We stub our toe and it engulfs our feeling. We run too far and we find ourselves gasping. We forget our suit-case has wheels and we pause in our attempts to carry it. These events are transient, ephemeral, soon forgotten but we can’t ignore them. They add up to an emphasis on the physical, fingers and toes and all the organs that make us a functioning unit in its own right.
That is not the whole story about being human, of course. And St Paul pointed it out to the Corinthian Christians. Our true identity is to be found elsewhere. It is a spiritual aspect to our experience.
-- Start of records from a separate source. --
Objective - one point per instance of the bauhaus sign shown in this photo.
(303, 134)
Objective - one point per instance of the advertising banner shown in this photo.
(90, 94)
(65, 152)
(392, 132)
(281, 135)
What seems like decay is or can be the onset of renewal. Paul deals with this at some length in the fifth chapter of his second letter to Corinth.
This is a bold statement about our true identity. It invites the question ‘Who says so?’ An agnostic is on firm ground here. ’Don’t know’ cannot be faulted in argument. But, as Paul demonstrated elsewhere, ‘Don’t know’ is not a rallying cry. There is nothing of the ‘Once more unto the breach, dear friends’ about it, nothing either like ‘Gentlemen, I direct your attention to Africa.’
If we believe this world is all, we shall invite a kindly raising of the eyebrows without some evidence to put before our neighbour who just doesn’t know. When our prayers are not answered and we find ourselves giving up, Paul illustrates. ‘As long as we are in the body, so long are we exiles from the Lord (2 Corinthians 5.6). ‘Faith is our guide, not sight.’
We all have faith in things we don’t understand. We entrust ourselves as travellers to a jet engine or two. We send documents by email. We plant seeds. We bask in the sunshine (not too much, we hope). We shall soon be trusting driverless cars.
We all have faith. The important thing is to direct it.